Tandis qu’a la veille de la célébration de nos deux cent d’histoire, j’ai entendu dire à la radio en Haïti, que maintenant nous devions nous préparer pour fêter nos trois cent ans d’indépendance en 2104. Quelle malveillance ! L’aspect le plus grave, c’était que ces mots étaient  ceux de l’un de nos vaillants intellectuels. Voilà comment on a procédé pour falsifier l’histoire glorieuse d’Haïti avec l’aide de nos élites. J’ai un message pour tous ceux-là qui avaient contribué à l’avortement de la commémoration du bicentenaire, «  l’histoire vous place dans le même panier que Jean-Baptiste Conzé ».

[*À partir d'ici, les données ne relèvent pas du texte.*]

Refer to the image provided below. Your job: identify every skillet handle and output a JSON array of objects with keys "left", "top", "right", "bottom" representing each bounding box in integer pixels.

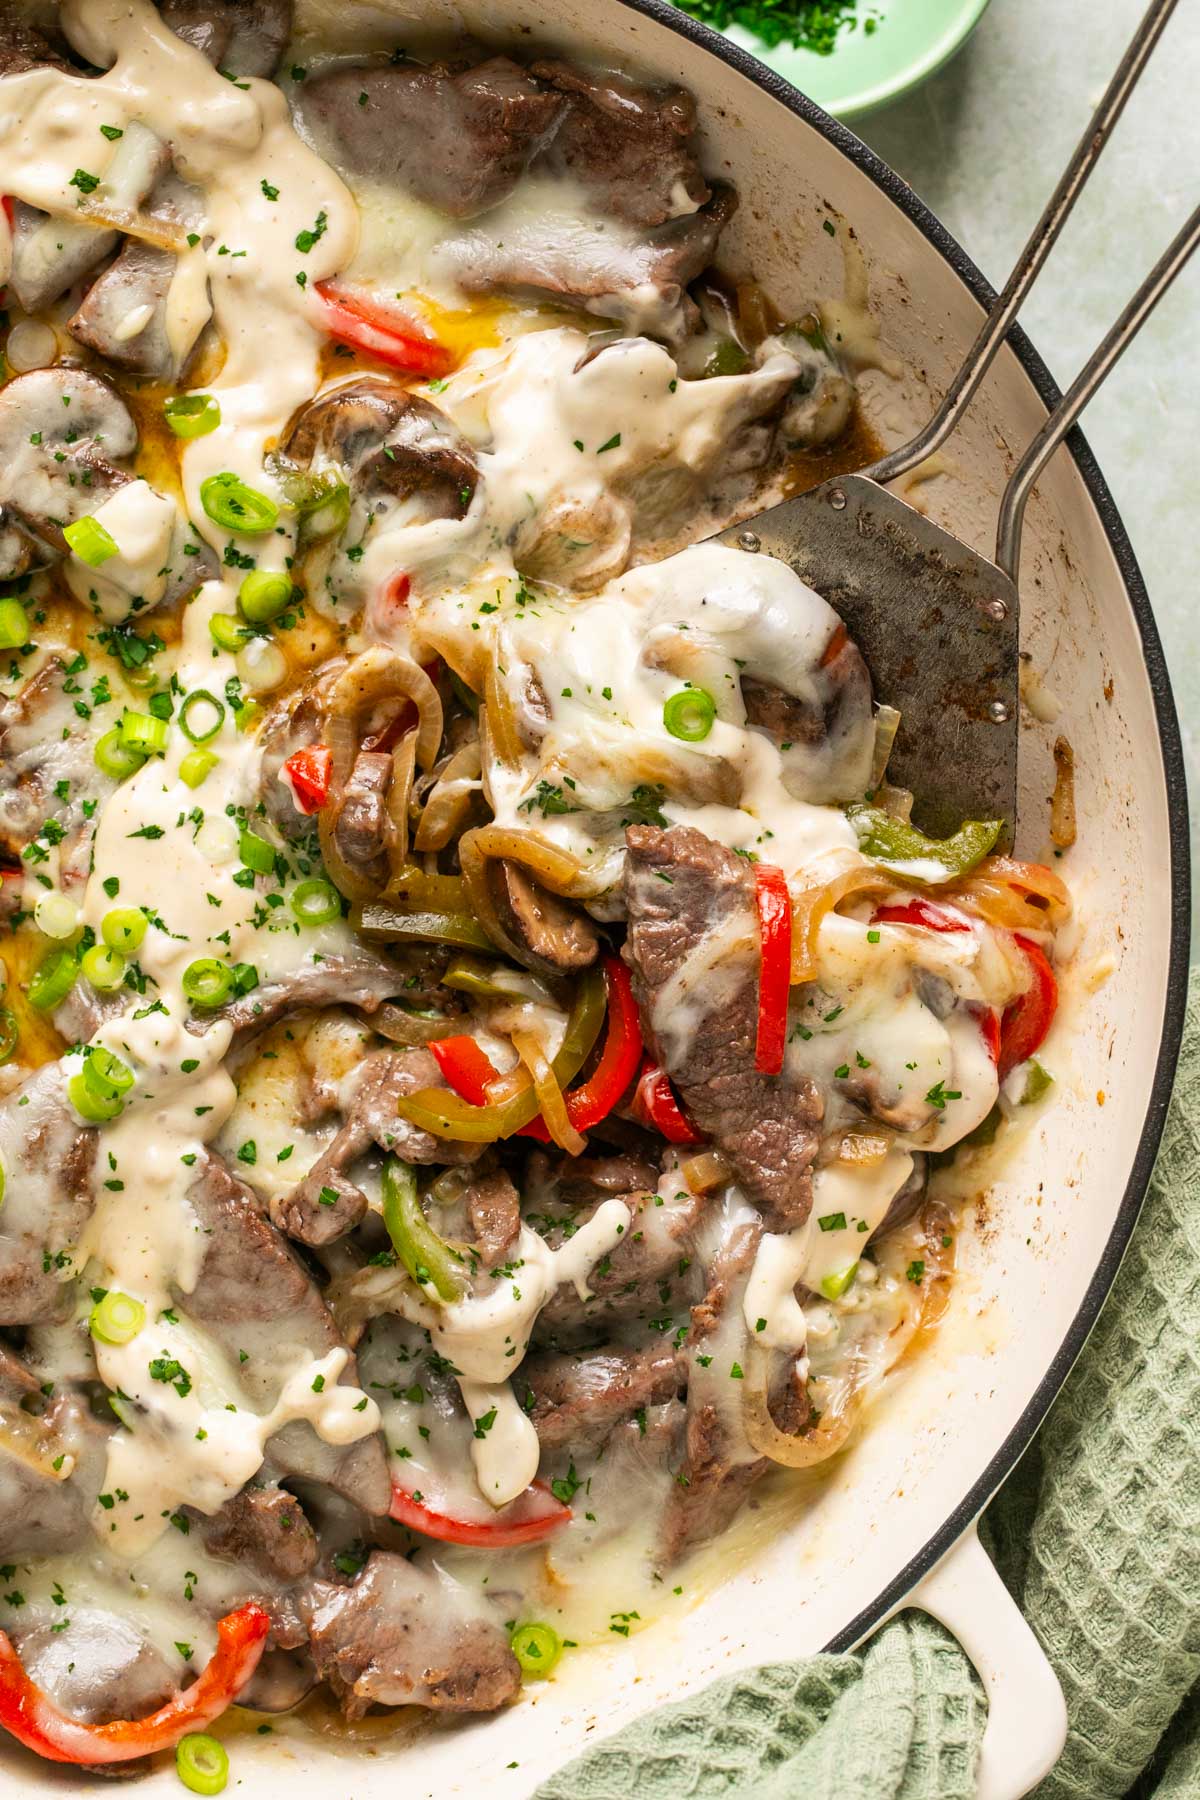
[{"left": 907, "top": 1525, "right": 1067, "bottom": 1800}]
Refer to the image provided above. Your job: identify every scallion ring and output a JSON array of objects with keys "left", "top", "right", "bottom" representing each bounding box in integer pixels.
[
  {"left": 67, "top": 1070, "right": 123, "bottom": 1122},
  {"left": 119, "top": 711, "right": 169, "bottom": 757},
  {"left": 180, "top": 748, "right": 218, "bottom": 789},
  {"left": 208, "top": 613, "right": 248, "bottom": 654},
  {"left": 179, "top": 690, "right": 226, "bottom": 744},
  {"left": 164, "top": 393, "right": 221, "bottom": 439},
  {"left": 89, "top": 1289, "right": 146, "bottom": 1346},
  {"left": 200, "top": 472, "right": 278, "bottom": 536},
  {"left": 238, "top": 828, "right": 275, "bottom": 875},
  {"left": 176, "top": 1733, "right": 229, "bottom": 1796},
  {"left": 662, "top": 687, "right": 716, "bottom": 742},
  {"left": 63, "top": 515, "right": 118, "bottom": 568},
  {"left": 101, "top": 908, "right": 146, "bottom": 954},
  {"left": 84, "top": 1047, "right": 134, "bottom": 1102},
  {"left": 510, "top": 1622, "right": 562, "bottom": 1679},
  {"left": 290, "top": 877, "right": 340, "bottom": 926},
  {"left": 0, "top": 597, "right": 29, "bottom": 649},
  {"left": 238, "top": 568, "right": 292, "bottom": 623},
  {"left": 94, "top": 726, "right": 146, "bottom": 782},
  {"left": 80, "top": 944, "right": 126, "bottom": 992},
  {"left": 181, "top": 958, "right": 234, "bottom": 1008},
  {"left": 27, "top": 948, "right": 77, "bottom": 1012}
]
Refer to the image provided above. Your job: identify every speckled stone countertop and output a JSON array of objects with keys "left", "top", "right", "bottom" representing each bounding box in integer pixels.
[{"left": 850, "top": 0, "right": 1198, "bottom": 952}]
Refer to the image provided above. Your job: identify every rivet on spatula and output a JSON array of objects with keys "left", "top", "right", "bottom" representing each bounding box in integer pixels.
[
  {"left": 984, "top": 597, "right": 1009, "bottom": 622},
  {"left": 988, "top": 700, "right": 1011, "bottom": 723},
  {"left": 829, "top": 488, "right": 847, "bottom": 511},
  {"left": 738, "top": 530, "right": 760, "bottom": 552}
]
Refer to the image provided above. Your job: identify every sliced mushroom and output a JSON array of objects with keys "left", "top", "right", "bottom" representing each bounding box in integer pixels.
[
  {"left": 332, "top": 748, "right": 392, "bottom": 884},
  {"left": 0, "top": 368, "right": 136, "bottom": 554},
  {"left": 157, "top": 0, "right": 294, "bottom": 78},
  {"left": 489, "top": 859, "right": 600, "bottom": 971},
  {"left": 512, "top": 488, "right": 633, "bottom": 593},
  {"left": 283, "top": 376, "right": 478, "bottom": 520}
]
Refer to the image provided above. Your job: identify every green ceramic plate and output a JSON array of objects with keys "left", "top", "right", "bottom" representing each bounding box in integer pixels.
[{"left": 690, "top": 1, "right": 993, "bottom": 120}]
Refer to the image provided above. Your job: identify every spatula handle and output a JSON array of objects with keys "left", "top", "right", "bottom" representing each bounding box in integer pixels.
[
  {"left": 995, "top": 200, "right": 1200, "bottom": 579},
  {"left": 862, "top": 0, "right": 1181, "bottom": 488}
]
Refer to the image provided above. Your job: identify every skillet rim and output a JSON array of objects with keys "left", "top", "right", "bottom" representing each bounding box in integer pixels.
[{"left": 611, "top": 0, "right": 1191, "bottom": 1653}]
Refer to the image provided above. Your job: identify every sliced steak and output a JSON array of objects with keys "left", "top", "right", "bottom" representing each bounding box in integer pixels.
[
  {"left": 530, "top": 60, "right": 709, "bottom": 227},
  {"left": 255, "top": 656, "right": 346, "bottom": 841},
  {"left": 68, "top": 174, "right": 208, "bottom": 382},
  {"left": 331, "top": 749, "right": 391, "bottom": 883},
  {"left": 622, "top": 824, "right": 822, "bottom": 1231},
  {"left": 201, "top": 942, "right": 408, "bottom": 1037},
  {"left": 741, "top": 625, "right": 872, "bottom": 789},
  {"left": 489, "top": 859, "right": 599, "bottom": 972},
  {"left": 442, "top": 185, "right": 737, "bottom": 345},
  {"left": 465, "top": 1168, "right": 521, "bottom": 1267},
  {"left": 0, "top": 1062, "right": 96, "bottom": 1325},
  {"left": 520, "top": 1343, "right": 679, "bottom": 1454},
  {"left": 0, "top": 1351, "right": 108, "bottom": 1559},
  {"left": 535, "top": 1182, "right": 705, "bottom": 1342},
  {"left": 271, "top": 1047, "right": 483, "bottom": 1247},
  {"left": 299, "top": 1551, "right": 520, "bottom": 1715},
  {"left": 182, "top": 1155, "right": 390, "bottom": 1514},
  {"left": 199, "top": 1483, "right": 319, "bottom": 1582},
  {"left": 0, "top": 655, "right": 117, "bottom": 888},
  {"left": 158, "top": 0, "right": 293, "bottom": 77},
  {"left": 298, "top": 57, "right": 564, "bottom": 217},
  {"left": 0, "top": 11, "right": 72, "bottom": 75}
]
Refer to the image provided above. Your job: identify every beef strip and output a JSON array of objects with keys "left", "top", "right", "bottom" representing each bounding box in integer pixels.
[
  {"left": 489, "top": 859, "right": 599, "bottom": 971},
  {"left": 464, "top": 1168, "right": 521, "bottom": 1267},
  {"left": 298, "top": 57, "right": 564, "bottom": 218},
  {"left": 529, "top": 60, "right": 710, "bottom": 227},
  {"left": 520, "top": 1343, "right": 679, "bottom": 1454},
  {"left": 0, "top": 655, "right": 118, "bottom": 889},
  {"left": 442, "top": 185, "right": 738, "bottom": 345},
  {"left": 272, "top": 1048, "right": 483, "bottom": 1247},
  {"left": 182, "top": 1155, "right": 390, "bottom": 1514},
  {"left": 68, "top": 174, "right": 208, "bottom": 381},
  {"left": 534, "top": 1183, "right": 706, "bottom": 1342},
  {"left": 299, "top": 1551, "right": 520, "bottom": 1716},
  {"left": 0, "top": 1062, "right": 96, "bottom": 1325},
  {"left": 0, "top": 10, "right": 72, "bottom": 75},
  {"left": 551, "top": 1150, "right": 662, "bottom": 1205},
  {"left": 622, "top": 824, "right": 822, "bottom": 1231},
  {"left": 198, "top": 1483, "right": 319, "bottom": 1582},
  {"left": 197, "top": 943, "right": 410, "bottom": 1038},
  {"left": 157, "top": 0, "right": 293, "bottom": 77},
  {"left": 331, "top": 749, "right": 392, "bottom": 884},
  {"left": 742, "top": 623, "right": 871, "bottom": 763}
]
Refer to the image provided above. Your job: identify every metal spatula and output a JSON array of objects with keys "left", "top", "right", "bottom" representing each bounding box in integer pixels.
[{"left": 718, "top": 0, "right": 1198, "bottom": 846}]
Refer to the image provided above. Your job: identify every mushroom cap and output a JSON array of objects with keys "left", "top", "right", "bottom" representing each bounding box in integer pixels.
[{"left": 283, "top": 376, "right": 478, "bottom": 520}]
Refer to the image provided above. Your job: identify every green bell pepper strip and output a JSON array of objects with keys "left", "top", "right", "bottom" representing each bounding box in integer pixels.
[
  {"left": 353, "top": 900, "right": 498, "bottom": 954},
  {"left": 381, "top": 1158, "right": 466, "bottom": 1303},
  {"left": 394, "top": 964, "right": 607, "bottom": 1143},
  {"left": 847, "top": 804, "right": 1003, "bottom": 883}
]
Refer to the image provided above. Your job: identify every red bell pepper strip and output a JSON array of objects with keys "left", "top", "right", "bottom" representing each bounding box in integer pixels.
[
  {"left": 998, "top": 935, "right": 1058, "bottom": 1080},
  {"left": 390, "top": 1476, "right": 570, "bottom": 1547},
  {"left": 281, "top": 744, "right": 332, "bottom": 814},
  {"left": 430, "top": 1033, "right": 501, "bottom": 1107},
  {"left": 633, "top": 1059, "right": 704, "bottom": 1145},
  {"left": 979, "top": 1007, "right": 1002, "bottom": 1066},
  {"left": 753, "top": 863, "right": 792, "bottom": 1076},
  {"left": 314, "top": 282, "right": 453, "bottom": 376},
  {"left": 872, "top": 898, "right": 972, "bottom": 933},
  {"left": 0, "top": 1602, "right": 268, "bottom": 1766}
]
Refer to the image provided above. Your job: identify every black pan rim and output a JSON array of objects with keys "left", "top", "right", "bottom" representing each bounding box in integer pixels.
[{"left": 611, "top": 0, "right": 1191, "bottom": 1656}]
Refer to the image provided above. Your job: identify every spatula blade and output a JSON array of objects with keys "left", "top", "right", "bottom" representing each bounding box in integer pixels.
[{"left": 717, "top": 474, "right": 1019, "bottom": 847}]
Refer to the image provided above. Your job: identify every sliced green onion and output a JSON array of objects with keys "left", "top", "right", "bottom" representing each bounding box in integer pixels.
[
  {"left": 94, "top": 726, "right": 146, "bottom": 781},
  {"left": 84, "top": 1048, "right": 134, "bottom": 1102},
  {"left": 510, "top": 1622, "right": 562, "bottom": 1679},
  {"left": 89, "top": 1289, "right": 146, "bottom": 1346},
  {"left": 1020, "top": 1059, "right": 1054, "bottom": 1105},
  {"left": 663, "top": 687, "right": 716, "bottom": 742},
  {"left": 179, "top": 690, "right": 226, "bottom": 744},
  {"left": 119, "top": 711, "right": 169, "bottom": 757},
  {"left": 200, "top": 472, "right": 278, "bottom": 535},
  {"left": 819, "top": 1262, "right": 858, "bottom": 1302},
  {"left": 238, "top": 569, "right": 292, "bottom": 623},
  {"left": 180, "top": 748, "right": 218, "bottom": 788},
  {"left": 176, "top": 1732, "right": 229, "bottom": 1796},
  {"left": 101, "top": 907, "right": 147, "bottom": 954},
  {"left": 233, "top": 698, "right": 261, "bottom": 733},
  {"left": 297, "top": 476, "right": 350, "bottom": 539},
  {"left": 28, "top": 948, "right": 77, "bottom": 1012},
  {"left": 164, "top": 393, "right": 221, "bottom": 439},
  {"left": 67, "top": 1070, "right": 123, "bottom": 1122},
  {"left": 108, "top": 1392, "right": 138, "bottom": 1430},
  {"left": 80, "top": 943, "right": 126, "bottom": 991},
  {"left": 238, "top": 828, "right": 275, "bottom": 874},
  {"left": 0, "top": 1007, "right": 17, "bottom": 1065},
  {"left": 208, "top": 614, "right": 248, "bottom": 654},
  {"left": 33, "top": 891, "right": 79, "bottom": 940},
  {"left": 181, "top": 958, "right": 234, "bottom": 1008},
  {"left": 0, "top": 597, "right": 29, "bottom": 649},
  {"left": 63, "top": 515, "right": 119, "bottom": 568},
  {"left": 290, "top": 877, "right": 340, "bottom": 926}
]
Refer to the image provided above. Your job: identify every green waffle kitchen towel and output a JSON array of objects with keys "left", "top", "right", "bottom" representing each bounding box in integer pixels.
[{"left": 537, "top": 965, "right": 1200, "bottom": 1800}]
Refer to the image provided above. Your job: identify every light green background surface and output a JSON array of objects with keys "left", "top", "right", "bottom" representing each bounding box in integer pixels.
[{"left": 817, "top": 0, "right": 1197, "bottom": 951}]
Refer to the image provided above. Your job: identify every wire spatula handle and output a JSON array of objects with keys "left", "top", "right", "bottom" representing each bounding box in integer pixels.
[{"left": 862, "top": 0, "right": 1191, "bottom": 564}]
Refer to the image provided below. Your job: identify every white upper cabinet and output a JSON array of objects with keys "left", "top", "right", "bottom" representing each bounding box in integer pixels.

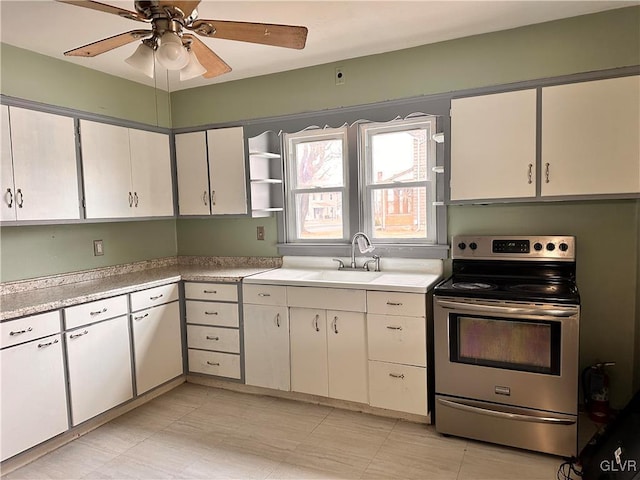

Ce n’est pas l’effet d’un hasard si en 2004, après l’intervention unilatérale américano-française, que des militaires français se retrouvèrent dans la ville du Cap pendant l’année même du bicentenaire de l’indépendance. La ville du Cap, la glorieuse, là ou ils furent  expulsés sous une pluie de balles, il y avait exactement deux cent ans. Par cet acte, le gouvernement français veut effacer cette défaite a Vertières* avec la présence de leur armée sur le territoire haïtien. A la manière des Américains qui eurent à inventer des montages cinématographiques à grand coup d’effets spéciaux pour biffer la défaite vietnamienne, à travers le film Rambo. Le Français a copié ce même symbolisme. « Heureusement, les défaites des grandes armées sont immortalisées par des récits héroïques et des cicatrices incurables et non par des caprices de l’audio-visuel ni par des démonstrations martiales sans valeurs ».

 

Banalisation Internationale.

Il faut remarquer qu’à chaque fois qu’on parle d’Haïti dans les journaux ou institutions internationales, on a toujours pris soin d’ajouter cette minable signature, « le pays le plus pauvre de l’hémisphère ouest ». C’est une pratique mafieuse pour jeter le discrédit sur ce qui a été fièrement réalisé le premier janvier 1804. C’est une tactique pour dire au monde que les Haïtiens sont des maudis, des pestiférés, des porteurs de malheur. Avec la présence des forces étrangères dans le pays, notre poids diplomatique se voit incorporé à des puissances tutrices, qui ouvertement poursuivent des intérêts contradictoires aux nôtres. La thèse de ce que « Le pays de Jean-Jacques Dessalines et d’Alexandre Pétion doit être du coté des persécutés et opprimés » est périmée. Haïti a rejoint non seulement les états parias mais aussi les états banals. Réalité qui se  perpétue avec une catégorie de dirigeants sans projets ni convictions, prenant un vilain plaisir à faire le tour du monde avec un bol honteux à la main. On ne peut s’attendre à aucune initiative nationale de la part de ces hommes d’état à courte vision et adeptes des solutions faciles. Si les progressistes ne se montrent pas cette fois, ce sera un autre siècle perdu. La République d’Haïti n’est actuellement que la manifestation de l’échec ultime face au monde international. Tout ceci peut être corrigé, si et seulement   on exige le départ immédiat des forces étrangères dans le pays. Condition indispensable à tout nouveau départ.

 

Conclusion

La désorientation culturelle est la conséquence d’une politique de domestication de l’esprit par la dénonciation systématique de nos racines et leur remplacement par des pratiques culturelles importées. La dépendance endémique résulte de la présence des occupants dans tous les aspects de la vie nationale, cette réalité nauséabonde conditionne le peuple à se déresponsabiliser de ses obligations. Assujettissement historique est la longue lutte menée par les adversaires du peuple haïtien de toujours, dès le premier janvier 1804 qui consiste à diaboliser nos ancêtres comme des meurtriers. Aujourd’hui, ils veulent effacer l’épopée glorieuse de 1804 par la réoccupation du territoire national. Enfin, Haïti est truffée de diminutifs comme nom, notamment le pays « le plus pauvre de l’hémisphère ouest ». Une façon de momifier le pays dans le concert des nations. La présence de la MINUSTAH relègue le pays au second plan, comme si le peuple haïtien avait donné un mandat à un quelconque néocolonial. Le constat est clair, un groupe d’hommes a échoué. Le vide doit être comblé par des progressistes et non par des occupants ni par une autre version de valets.

N’oubliez pas qu’aujourd’hui est l’heure des brasiers.